Perception and VR MONT 104S, Fall 2008 Lecture 8 Seeing Depth
How can we see in depth? Problem: When light is focused on the retina to form an image, we go from 3 dimensions in the world to 2 dimensions on the image. We have lost the depth dimension. Question: How, then, can we see depth? Answers: Monocular cues to depth: from texture, motion, shading, etc. Binocular stereopsis: This uses the slightly different images on the two retinas to compute relative depth.
Monocular cues to Depth When we view a scene with one eye, we still interpret the 3D scene fairly accurately. The brain uses cues to the distance to estimate how far away things are. Some of these are listed here: Height in the visual field Size of familiar objects (and relative object size) Texture gradients Linear perspective Shading and shadows Relative Motion (motion parallax)
Height in the Visual Field In normal images, things that are farther away often have images that are higher in the visual field. The visual system uses this height in the visual field as a cue to distance. We then adjust our interpretation of the size of the object based on this distance. (Note: familiar object size also gives a cue to depth here).
Relative object size Recall that with perspective projection, the image size of a nearby object is larger than for a distant object. Therefore, 2 similar objects of different sizes may be perceived at different distances. Demo: http://psych.hanover.edu/krantz/art/rel_size.html This cue works better when the objects are familiar and have known sizes (see previous slide).

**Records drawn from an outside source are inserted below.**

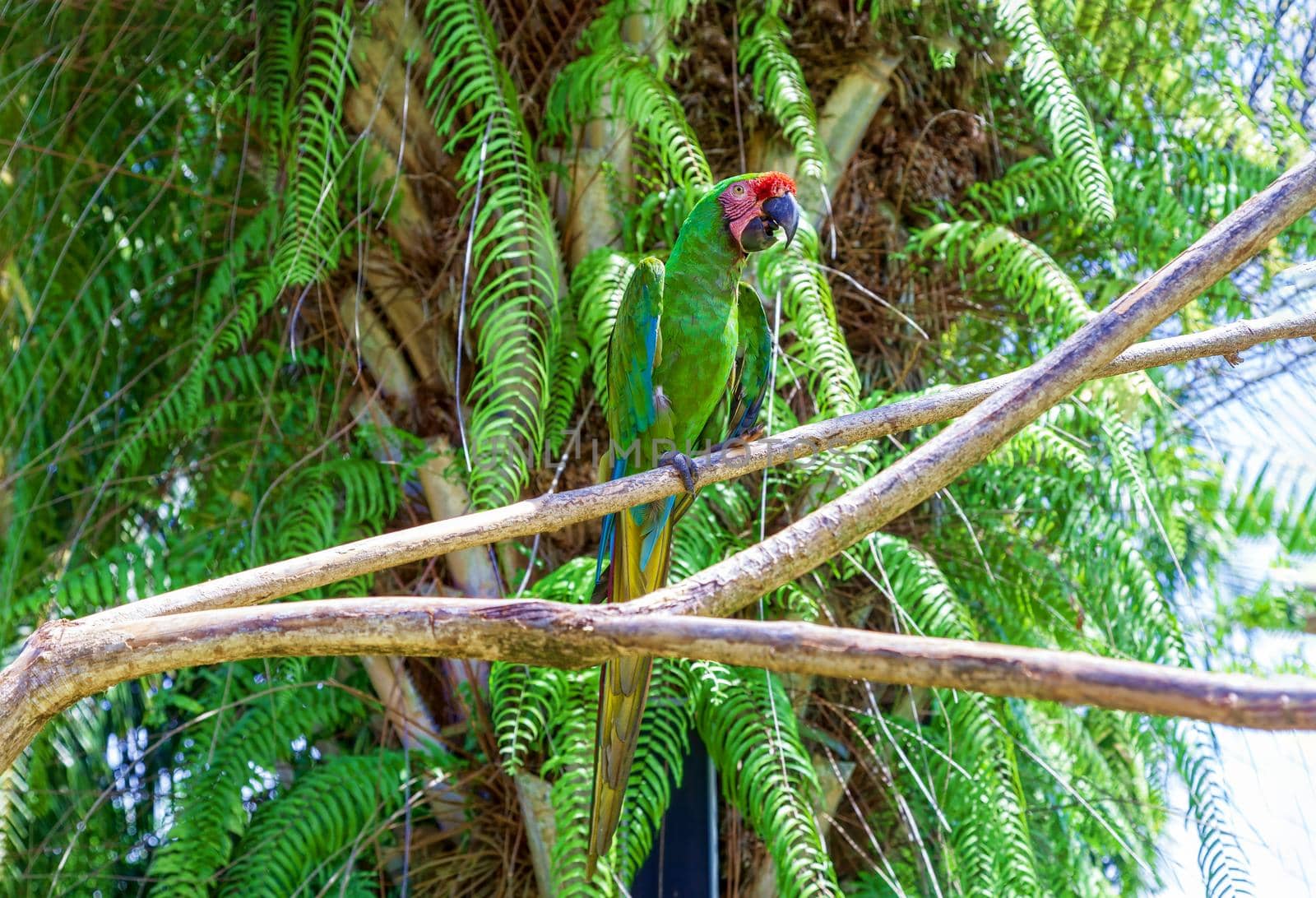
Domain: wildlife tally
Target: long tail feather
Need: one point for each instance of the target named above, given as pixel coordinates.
(624, 683)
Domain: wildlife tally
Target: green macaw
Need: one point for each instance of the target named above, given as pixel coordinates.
(688, 369)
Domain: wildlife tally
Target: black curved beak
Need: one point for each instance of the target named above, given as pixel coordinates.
(783, 212)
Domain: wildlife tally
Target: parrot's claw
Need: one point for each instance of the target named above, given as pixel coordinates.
(739, 442)
(684, 466)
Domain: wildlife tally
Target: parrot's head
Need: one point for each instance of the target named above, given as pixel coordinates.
(756, 206)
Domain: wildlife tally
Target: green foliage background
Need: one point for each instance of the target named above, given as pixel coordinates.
(204, 211)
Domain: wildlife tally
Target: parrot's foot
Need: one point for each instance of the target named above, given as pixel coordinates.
(683, 465)
(739, 442)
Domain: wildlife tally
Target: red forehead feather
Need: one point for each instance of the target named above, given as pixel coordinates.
(773, 183)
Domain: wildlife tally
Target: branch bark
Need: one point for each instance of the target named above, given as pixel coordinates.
(69, 660)
(820, 535)
(558, 510)
(66, 660)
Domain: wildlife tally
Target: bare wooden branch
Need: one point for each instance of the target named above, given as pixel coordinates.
(67, 660)
(820, 535)
(558, 510)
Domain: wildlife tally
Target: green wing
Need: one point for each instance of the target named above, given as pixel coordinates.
(635, 350)
(753, 366)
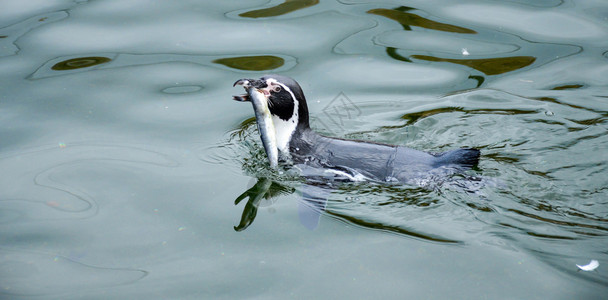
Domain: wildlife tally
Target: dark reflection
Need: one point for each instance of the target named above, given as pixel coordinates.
(252, 63)
(488, 66)
(263, 189)
(412, 118)
(281, 9)
(80, 62)
(392, 52)
(315, 196)
(567, 87)
(407, 19)
(479, 79)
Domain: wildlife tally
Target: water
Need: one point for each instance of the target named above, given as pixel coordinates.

Texture Gradients When we view a textured surface, the nearby texture is larger and coarser and the more distant texture is more fine grained. The texture forms a gradient from course to fine. This is a consequence of perspective projection. Demo: http://psych.hanover.edu/krantz/art/texture.html
Linear Perspective Because the size of images decreases with distance, the gap between 2 parallel lines will become smaller as the lines recede into the distance. This is known as linear perspective. Our visual system uses this convergence of lines as a cue to distance. Demo: http://psych.hanover.edu/krantz/art/linear.html
Shape from Shading Shading in an image can give cues to the 3D shape of an object. The brain appears to assume the light source is above the scene. In these images, when the shadow is on the bottom, we see bumps. When it is on the top, we see indentations.

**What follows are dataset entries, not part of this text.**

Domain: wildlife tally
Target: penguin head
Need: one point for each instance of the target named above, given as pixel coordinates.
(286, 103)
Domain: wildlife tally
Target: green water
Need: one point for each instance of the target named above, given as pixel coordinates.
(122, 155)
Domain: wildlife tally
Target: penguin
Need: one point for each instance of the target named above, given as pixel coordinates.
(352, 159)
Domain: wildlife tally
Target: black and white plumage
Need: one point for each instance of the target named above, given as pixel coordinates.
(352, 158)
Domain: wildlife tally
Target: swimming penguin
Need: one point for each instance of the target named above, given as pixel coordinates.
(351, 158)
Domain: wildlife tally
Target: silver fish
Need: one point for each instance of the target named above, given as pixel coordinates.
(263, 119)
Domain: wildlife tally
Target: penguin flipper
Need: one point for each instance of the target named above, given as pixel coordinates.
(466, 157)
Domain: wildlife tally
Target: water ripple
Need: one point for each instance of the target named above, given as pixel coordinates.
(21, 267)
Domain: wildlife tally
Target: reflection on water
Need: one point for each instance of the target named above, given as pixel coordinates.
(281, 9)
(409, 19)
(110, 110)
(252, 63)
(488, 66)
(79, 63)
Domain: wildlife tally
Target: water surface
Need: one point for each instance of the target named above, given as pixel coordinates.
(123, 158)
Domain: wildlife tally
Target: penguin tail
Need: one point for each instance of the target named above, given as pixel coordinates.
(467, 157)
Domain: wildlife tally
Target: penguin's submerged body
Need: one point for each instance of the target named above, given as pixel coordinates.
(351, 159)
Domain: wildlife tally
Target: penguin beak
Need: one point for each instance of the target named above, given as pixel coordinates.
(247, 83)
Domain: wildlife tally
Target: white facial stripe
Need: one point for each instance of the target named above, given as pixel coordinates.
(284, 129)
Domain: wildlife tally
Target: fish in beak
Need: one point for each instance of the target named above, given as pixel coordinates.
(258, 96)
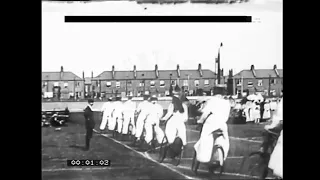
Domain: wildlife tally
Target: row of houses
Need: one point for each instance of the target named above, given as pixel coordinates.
(66, 84)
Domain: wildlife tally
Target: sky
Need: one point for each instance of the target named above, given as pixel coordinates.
(96, 47)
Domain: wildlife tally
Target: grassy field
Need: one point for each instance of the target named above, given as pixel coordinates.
(126, 163)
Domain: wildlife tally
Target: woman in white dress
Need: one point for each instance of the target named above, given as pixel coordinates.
(175, 118)
(267, 110)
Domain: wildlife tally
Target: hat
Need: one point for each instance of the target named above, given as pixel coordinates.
(154, 98)
(145, 97)
(90, 101)
(176, 90)
(130, 94)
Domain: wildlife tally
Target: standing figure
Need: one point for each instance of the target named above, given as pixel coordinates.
(142, 111)
(175, 118)
(267, 110)
(215, 114)
(118, 114)
(129, 108)
(158, 110)
(106, 113)
(89, 123)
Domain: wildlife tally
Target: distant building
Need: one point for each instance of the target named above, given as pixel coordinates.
(259, 80)
(155, 81)
(62, 85)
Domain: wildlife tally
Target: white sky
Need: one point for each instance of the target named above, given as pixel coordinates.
(97, 46)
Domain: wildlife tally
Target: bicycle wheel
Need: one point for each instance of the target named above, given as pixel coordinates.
(218, 163)
(179, 158)
(256, 164)
(114, 132)
(163, 150)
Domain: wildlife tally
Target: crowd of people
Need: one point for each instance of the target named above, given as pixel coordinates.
(120, 116)
(214, 113)
(255, 108)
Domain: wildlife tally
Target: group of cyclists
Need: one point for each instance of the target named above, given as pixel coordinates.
(214, 113)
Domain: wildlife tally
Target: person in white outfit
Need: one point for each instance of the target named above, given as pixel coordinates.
(116, 115)
(142, 111)
(175, 118)
(215, 116)
(276, 127)
(267, 110)
(106, 113)
(155, 112)
(129, 108)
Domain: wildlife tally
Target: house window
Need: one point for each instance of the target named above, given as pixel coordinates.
(117, 84)
(173, 83)
(185, 83)
(196, 83)
(162, 84)
(141, 83)
(206, 82)
(152, 83)
(108, 84)
(239, 82)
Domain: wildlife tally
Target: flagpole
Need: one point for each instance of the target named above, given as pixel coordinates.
(242, 86)
(234, 86)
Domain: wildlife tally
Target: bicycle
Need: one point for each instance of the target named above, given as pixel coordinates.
(213, 164)
(257, 162)
(164, 147)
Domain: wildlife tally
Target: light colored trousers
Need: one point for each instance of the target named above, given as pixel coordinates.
(139, 125)
(176, 128)
(128, 118)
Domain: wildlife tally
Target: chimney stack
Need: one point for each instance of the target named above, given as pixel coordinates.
(178, 70)
(252, 70)
(134, 71)
(112, 71)
(276, 70)
(252, 67)
(156, 70)
(200, 69)
(61, 73)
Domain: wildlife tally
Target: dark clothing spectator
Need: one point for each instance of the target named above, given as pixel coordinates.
(89, 123)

Motion Parallax As we learned in the motion lecture, for a moving observer, the images of nearby objects move faster than the images of distant objects. The difference in image speed, known as motion parallax, can signal depth differences. Demo: http://psych.hanover.edu/krantz/MotionParallax/MotionParallax.html Structure from motion: Relative motion in the image can also be used to determine the 3D shape of objects. Demo: http://www.viperlib.org/ (General depth images, page 7, rotating cylinder).
Moving Shadows Combining motion and shadows can lead to some interesting perceptions of motion in depth. Demo: http://www.viperlib.org/ General Depth Images, page 1. The only difference in these images is the position of the shadow.
Binocular Stereo The fact that our two eyes see the world from different positions allows the brain to use differences in the image to compute depth. This is known as stereopsis or stereo vision. A 3D Mars Rover When viewed with a red filter over the left eye and a cyan filter over the right eye, this image shows a 3 dimensional view of Mars.
Binocular Stereo The image in each of our two eyes is slightly different. Images in the plane of fixation fall on corresponding locations on the retina. Images in front of the plane of fixation are shifted outward on each retina. They have crossed disparity. Images behind the plane of fixation are shifted inward on the retina. They have uncrossed disparity.
Crossed and uncrossed disparity Disparity is the amount that the image locations of a given feature differ in the two eyes. 1 uncrossed (negative) disparity plane of fixation 2 crossed (positive) disparity
Stereo processing To determine depth from stereo disparity: Extract the "features" from the left and right images For each feature in the left image, find the corresponding feature in the right image. Measure the disparity between the two images of the feature. Use the disparity to compute the 3D location of the feature.
Exam Review Topics There is a list of exam review topics at: http://mathcs.holycross.edu/~croyden/mont104S/notes/exam1_review.html Expect short answer questions on any of the topics listed. Examples: Why is vision considered an "ill-posed" problem? List 2 assumptions made by the visual system to deal with this problem. What is the difference between rods and cones?
More Sample Questions 3. Describe the Craik-Obrien-Cornsweet illusion. What does it tell us about how the brain processes changes in contrast? 4. Diagram the neural circuit for direction selectivity. Briefly explain how it works. 5. Why is it that we can match any perceived color by a combination of red, blue and green lights? 6. List 3 monocular cues to depth. Briefly explain each one.
Problem 1. Compute the 2D image positions for the following 3D points. Assume the image plane is 2 cm behind the pinhole (center of projection). All units are given in cm. Point 1: (5, 10, 50) Point 2: (16, 24, 8) Point 3: (25, 45, 50)
Problem 2. The receptive field shown is partially in light and partially in dark. What is the change in firing rate of the neuron with this receptive field for this light stimulus? Assume that the partially covered squares are 1/2 covered.